From recent reports, the total number of Nigerians who have been removed from their homes or those referred to as internally displaced persons, IDP, has risen to three million. The Nigerians affected are mainly from Borno, Adamawa, Yobe, Nasarawa, Plateau and lately, Taraba State as a result of insurgency and farmers versus herdsmen clashes. The latest finding came from a group called Internally Displacement Monitoring Centre, IDMC, which made public its research findings recently. The IDMC is part of the Norwegian Refugees Council launched into Global Overview at the United Nations at Geneva.
For a country like Nigeria that is struggling to build a virile democratic and socio-economic foundation, this development raises grave concerns. It is a signpost to chaos for three million citizens to be rendered homeless, hungry, oppressed and denied their fundamental human rights in terms of social security in their country, driven away from their ancestral homes. Nothing can be more devastating and painful.
According to the non-governmental organisation, five countries are responsible for the world’s refugees and IDPs. They are Nigeria, Democratic Republic of Congo, DRC, and Sudan. “These three countries account for 70 per cent of the internally displaced persons in Sub Saharan Africa,” the report stated. In general terms, floods, violence, landslides, earthquake, conflicts and abuses are responsible for refugees’ crisis. However, in Nigeria, conflicts and violence largely account for the rising wave of the number of displaced persons in the country.
For instance, the National Emergency Management Agency, NEMA, is overwhelmed by enormous humanitarian crisis arising from the terrorist campaigns of insurgents in North-East Nigeria, particularly in Borno, Adamawa and Yobe States. There are reports that Nigerians who live on the fringes of border with Cameroon, Chad, and Niger have created large refugee camps as a result of the Boko Haram insurgency.
According to Daniel Bekele, Africa Director at Human Rights Watch, “The horrific attacks by Boko Haram had a devastating impact on northern Nigerians. Hundreds of thousands have fled to other parts of Nigeria and neighbouring countries.” As violent crises spread, the rate of casualties also increases. About 300,000 people in Borno, Yobe and Adamawa States, 70 per cent of who are women and children, fled their homes from violent and bloody scenes orchestrated by insurgency, stated the United Nations Office for the Coordination of Humanitarian Assistance, UNOCHA. This concern is not different from that of the Office of the United Nations High Commissioner for Refugees, UNHCR.
Evidently, most Nigerians and those who empathise with the country are really worried about this development. If Nigeria is not at war and we have such number of refugees running into millions, what then would become of the country if the unimaginable happens? God forbid!
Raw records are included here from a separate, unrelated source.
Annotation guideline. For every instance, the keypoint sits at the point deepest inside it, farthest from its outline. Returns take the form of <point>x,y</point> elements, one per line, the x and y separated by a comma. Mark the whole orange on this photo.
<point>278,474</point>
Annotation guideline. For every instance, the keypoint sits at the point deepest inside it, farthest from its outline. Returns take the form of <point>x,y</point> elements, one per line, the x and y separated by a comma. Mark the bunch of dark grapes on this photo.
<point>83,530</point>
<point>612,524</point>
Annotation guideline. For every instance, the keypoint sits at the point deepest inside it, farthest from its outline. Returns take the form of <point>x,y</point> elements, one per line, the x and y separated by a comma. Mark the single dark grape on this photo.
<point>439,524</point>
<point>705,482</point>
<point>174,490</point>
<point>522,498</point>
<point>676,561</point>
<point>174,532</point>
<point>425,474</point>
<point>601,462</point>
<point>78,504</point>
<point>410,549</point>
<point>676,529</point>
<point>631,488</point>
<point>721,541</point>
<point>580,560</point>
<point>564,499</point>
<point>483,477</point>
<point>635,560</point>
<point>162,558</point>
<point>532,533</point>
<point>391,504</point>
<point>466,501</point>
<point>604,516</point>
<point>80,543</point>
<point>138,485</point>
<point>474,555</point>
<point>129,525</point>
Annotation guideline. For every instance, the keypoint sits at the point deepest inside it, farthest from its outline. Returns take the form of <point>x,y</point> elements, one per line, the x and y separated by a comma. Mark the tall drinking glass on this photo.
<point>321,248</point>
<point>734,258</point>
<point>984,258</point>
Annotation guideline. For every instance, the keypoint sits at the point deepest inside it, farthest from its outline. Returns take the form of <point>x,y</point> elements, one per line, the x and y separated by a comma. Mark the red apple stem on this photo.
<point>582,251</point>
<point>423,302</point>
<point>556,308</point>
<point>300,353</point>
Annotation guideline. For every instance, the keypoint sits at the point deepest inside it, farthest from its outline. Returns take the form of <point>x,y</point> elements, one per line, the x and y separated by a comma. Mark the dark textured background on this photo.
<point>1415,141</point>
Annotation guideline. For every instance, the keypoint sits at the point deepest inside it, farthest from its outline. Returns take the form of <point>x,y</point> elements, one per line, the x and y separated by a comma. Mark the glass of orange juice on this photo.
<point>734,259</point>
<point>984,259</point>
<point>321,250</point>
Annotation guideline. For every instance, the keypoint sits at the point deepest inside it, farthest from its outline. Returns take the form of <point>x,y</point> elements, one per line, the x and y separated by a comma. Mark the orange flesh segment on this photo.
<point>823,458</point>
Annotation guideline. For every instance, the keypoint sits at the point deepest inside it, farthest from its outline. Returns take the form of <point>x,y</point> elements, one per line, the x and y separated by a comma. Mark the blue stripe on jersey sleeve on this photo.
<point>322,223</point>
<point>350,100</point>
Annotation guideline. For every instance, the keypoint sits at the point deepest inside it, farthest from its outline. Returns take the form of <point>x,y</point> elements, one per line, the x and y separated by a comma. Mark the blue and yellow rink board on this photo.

While commending the efforts of the federal government so far in curtailing the activities of the insurgents, we must however drive home the point. Our leaders at all levels and, of course, all well-meaning Nigerians must see the national crises being faced by Nigeria at this period of her history as a test of nationhood.
We thus challenge our leaders; particularly urge statesmen and women of goodwill and positive disposition to rise up to the demand of history and work towards peaceful resolution of all political and ethno-religious conflicts in the country. It is counterproductive for Nigeria to strive towards development while at the same time struggling to manage massive humanitarian crises as a result of sporadic bloody conflicts.